The man is very chatty, but in a pleasant way, and he talks about losing his teeth in a prison fight. It means he’s constantly overlooked for jobs. The girl he’s with? He tells me he’d die for her even though she’s recovering from a lot of pain from her last relationship. At some point, I ask the obliging question of whether or not he has a Bible. He tells me he reads it from cover to cover. Not like some of the church people who just talk about the message the pastor gave. He’s quite cheery as he says this.

He also tells me not to just give money to anyone cause most of the town is on drugs – and is getting worse. It’s one of those things that challenges my conception of how I think the world should be – and just where exactly God fit into a world like this. He tells me about a church down the street buying some of them pizza. “And you know they didn’t have to do it.”

Somewhere in the midst of the conversation, I find my world view changed, thrown off kilter of the usual trek. Cause in the world I was living in? It’s a constant quest to make sure I’m living up to – something. I’m not, of course. Not by anyone’s definition. Yet somehow – I find myself having a conversation with a guy who doesn’t question me with all the laser like precision I’m used to finding – and then just looking away when I fail to meet some criteria I could never quite pinpoint.

Where exactly is God in a world like this?

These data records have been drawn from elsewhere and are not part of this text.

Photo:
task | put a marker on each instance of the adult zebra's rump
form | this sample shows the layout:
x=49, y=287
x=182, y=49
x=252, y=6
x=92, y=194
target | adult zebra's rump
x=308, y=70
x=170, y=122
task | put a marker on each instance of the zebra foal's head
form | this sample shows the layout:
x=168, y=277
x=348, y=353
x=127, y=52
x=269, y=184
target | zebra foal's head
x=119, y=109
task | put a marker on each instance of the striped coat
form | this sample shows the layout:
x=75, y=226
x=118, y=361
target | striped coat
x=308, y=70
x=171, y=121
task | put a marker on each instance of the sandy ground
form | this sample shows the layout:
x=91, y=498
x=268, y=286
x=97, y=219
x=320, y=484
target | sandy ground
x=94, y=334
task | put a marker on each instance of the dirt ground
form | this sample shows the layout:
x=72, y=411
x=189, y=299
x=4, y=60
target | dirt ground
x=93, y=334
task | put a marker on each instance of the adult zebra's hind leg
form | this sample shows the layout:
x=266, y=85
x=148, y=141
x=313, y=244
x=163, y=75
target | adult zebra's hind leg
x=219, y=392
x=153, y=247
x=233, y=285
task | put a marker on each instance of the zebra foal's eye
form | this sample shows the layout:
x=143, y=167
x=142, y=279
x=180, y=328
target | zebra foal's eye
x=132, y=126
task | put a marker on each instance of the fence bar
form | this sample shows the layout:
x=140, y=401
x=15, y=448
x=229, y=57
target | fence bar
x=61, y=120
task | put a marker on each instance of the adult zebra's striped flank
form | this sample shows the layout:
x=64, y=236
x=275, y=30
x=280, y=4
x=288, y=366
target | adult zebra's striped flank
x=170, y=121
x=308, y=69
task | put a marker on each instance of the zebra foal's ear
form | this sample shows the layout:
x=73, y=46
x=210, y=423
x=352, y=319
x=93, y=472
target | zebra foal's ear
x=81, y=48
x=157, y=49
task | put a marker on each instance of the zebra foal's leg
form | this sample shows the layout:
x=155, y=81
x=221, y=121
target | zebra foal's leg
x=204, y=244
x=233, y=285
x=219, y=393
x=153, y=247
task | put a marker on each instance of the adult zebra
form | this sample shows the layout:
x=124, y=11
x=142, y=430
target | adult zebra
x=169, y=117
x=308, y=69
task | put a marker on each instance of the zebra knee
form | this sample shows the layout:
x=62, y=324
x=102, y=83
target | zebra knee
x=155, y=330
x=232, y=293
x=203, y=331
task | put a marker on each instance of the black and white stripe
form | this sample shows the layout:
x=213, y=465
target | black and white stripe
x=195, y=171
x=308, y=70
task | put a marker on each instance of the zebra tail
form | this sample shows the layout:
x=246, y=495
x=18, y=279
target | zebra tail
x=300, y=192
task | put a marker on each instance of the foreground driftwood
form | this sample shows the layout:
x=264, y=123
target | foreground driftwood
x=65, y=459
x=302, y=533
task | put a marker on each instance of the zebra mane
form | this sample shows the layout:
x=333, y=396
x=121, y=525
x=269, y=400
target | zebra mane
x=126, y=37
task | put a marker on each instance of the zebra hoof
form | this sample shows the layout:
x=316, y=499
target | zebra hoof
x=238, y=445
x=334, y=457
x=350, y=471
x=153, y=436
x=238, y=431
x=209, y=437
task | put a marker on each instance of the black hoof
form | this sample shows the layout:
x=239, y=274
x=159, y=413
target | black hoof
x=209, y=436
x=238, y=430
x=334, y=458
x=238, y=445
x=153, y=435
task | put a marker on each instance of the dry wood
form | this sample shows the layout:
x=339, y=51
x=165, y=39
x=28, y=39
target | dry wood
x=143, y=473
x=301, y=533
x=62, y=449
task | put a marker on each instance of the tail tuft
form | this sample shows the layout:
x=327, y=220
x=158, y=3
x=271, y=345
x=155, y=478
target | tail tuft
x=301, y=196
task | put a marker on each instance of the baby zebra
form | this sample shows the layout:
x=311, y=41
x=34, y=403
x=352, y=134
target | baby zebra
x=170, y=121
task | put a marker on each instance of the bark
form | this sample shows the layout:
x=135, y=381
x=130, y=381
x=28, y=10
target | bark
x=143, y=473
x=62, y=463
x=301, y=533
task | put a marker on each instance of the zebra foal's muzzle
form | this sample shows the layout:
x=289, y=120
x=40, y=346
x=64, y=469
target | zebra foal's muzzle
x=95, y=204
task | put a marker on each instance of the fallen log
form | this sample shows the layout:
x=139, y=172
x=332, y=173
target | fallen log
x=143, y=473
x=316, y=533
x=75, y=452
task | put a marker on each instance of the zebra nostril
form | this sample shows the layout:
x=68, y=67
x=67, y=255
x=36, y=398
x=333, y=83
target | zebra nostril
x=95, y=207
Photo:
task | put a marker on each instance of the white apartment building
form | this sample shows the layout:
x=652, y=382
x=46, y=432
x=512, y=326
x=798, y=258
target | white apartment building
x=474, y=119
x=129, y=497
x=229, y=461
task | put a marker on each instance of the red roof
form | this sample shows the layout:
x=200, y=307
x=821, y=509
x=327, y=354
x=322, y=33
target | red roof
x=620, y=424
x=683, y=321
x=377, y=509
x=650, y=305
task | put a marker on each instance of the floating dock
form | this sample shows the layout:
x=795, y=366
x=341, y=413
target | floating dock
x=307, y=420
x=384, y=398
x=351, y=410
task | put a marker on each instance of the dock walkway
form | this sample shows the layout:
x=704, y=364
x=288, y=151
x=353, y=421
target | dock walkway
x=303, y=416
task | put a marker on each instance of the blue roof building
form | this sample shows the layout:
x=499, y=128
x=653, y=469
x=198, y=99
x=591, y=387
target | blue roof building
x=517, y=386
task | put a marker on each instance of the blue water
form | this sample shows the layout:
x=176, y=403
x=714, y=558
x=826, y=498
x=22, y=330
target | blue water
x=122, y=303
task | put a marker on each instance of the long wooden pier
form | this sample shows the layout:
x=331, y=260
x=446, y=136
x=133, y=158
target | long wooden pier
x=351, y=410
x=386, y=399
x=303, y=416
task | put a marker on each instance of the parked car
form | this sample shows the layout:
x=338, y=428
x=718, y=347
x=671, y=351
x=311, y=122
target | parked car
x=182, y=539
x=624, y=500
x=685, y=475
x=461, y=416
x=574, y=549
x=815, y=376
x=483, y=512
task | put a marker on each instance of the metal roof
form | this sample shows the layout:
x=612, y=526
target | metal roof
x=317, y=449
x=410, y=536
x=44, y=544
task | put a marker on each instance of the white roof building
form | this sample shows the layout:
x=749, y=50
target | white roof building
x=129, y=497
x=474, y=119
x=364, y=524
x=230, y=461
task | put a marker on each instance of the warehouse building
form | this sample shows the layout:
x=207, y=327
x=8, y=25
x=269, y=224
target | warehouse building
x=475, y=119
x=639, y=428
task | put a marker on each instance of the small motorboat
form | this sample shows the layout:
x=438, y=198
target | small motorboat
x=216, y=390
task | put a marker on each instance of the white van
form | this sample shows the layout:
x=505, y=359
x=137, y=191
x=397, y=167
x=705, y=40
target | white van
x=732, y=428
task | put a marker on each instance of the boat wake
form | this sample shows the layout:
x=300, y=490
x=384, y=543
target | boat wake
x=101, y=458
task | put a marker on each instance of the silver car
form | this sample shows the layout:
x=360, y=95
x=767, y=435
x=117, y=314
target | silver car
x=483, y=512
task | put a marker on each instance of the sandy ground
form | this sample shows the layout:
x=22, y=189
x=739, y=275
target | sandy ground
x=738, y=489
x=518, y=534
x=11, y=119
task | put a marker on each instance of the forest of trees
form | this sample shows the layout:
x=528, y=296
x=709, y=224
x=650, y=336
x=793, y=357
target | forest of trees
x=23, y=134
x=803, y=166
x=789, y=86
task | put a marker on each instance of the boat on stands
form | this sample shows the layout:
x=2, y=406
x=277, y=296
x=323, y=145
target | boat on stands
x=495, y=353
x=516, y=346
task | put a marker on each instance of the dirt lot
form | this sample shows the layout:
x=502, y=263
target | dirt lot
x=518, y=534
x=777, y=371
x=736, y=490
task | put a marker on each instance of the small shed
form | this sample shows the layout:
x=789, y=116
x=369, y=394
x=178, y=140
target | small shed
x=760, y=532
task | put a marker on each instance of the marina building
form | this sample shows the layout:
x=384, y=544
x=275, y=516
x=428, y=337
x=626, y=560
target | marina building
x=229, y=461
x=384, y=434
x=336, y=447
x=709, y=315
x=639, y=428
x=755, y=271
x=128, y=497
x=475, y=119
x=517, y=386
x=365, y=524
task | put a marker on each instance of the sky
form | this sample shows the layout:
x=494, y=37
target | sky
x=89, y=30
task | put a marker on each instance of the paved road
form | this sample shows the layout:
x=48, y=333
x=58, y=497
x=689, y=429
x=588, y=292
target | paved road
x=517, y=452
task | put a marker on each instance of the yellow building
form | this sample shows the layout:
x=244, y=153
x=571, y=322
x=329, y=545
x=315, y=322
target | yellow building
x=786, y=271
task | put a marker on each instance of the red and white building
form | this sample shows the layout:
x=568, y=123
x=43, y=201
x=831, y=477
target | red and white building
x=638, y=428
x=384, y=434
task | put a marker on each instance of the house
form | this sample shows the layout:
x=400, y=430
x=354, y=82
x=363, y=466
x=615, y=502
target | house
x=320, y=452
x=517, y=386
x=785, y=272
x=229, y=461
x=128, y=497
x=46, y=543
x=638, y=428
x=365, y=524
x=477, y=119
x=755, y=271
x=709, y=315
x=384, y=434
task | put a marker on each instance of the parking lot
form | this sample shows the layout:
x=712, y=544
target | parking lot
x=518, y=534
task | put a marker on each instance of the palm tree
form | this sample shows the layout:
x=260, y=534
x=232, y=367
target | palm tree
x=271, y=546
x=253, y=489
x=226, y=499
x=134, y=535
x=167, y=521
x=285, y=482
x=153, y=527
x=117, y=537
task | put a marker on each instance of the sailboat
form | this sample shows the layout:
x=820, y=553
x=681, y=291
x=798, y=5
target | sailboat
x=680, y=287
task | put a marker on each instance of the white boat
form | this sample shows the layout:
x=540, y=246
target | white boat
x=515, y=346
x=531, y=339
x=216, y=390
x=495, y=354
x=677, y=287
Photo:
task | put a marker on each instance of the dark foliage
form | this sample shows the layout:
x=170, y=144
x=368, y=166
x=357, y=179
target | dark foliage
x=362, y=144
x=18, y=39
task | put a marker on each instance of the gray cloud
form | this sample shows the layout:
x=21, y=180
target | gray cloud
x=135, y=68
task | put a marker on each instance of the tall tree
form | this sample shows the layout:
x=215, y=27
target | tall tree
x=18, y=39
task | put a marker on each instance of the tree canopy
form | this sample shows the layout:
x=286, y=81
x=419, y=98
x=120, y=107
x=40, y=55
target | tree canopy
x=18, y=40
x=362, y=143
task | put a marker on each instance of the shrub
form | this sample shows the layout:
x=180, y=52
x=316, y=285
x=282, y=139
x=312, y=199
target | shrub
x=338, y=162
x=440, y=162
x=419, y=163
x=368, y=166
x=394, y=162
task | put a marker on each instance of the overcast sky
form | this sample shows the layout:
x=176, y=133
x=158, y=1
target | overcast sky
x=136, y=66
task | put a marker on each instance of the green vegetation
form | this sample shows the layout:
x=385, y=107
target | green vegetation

I don’t know – but sometimes when I find myself caught in “the struggle to be enough”, I wonder what it means to really accept others as they are – the way I yearn to be accepted. The way Jesus accepts us as we are in the moment we are us. I don’t always find the answer I wish I would, tied up neat like a package with a bow and strings.

But sometimes I find that strange sense of finding that substance I want to see on this earth, that person I want to see –- the only one who – can take all we are as we are and refuse to let go ’til we shine like the stars in the heavens.

The strangest thing though – is it always looks just like you and me – in the moment when we love each other – as we are – in the moment we are us.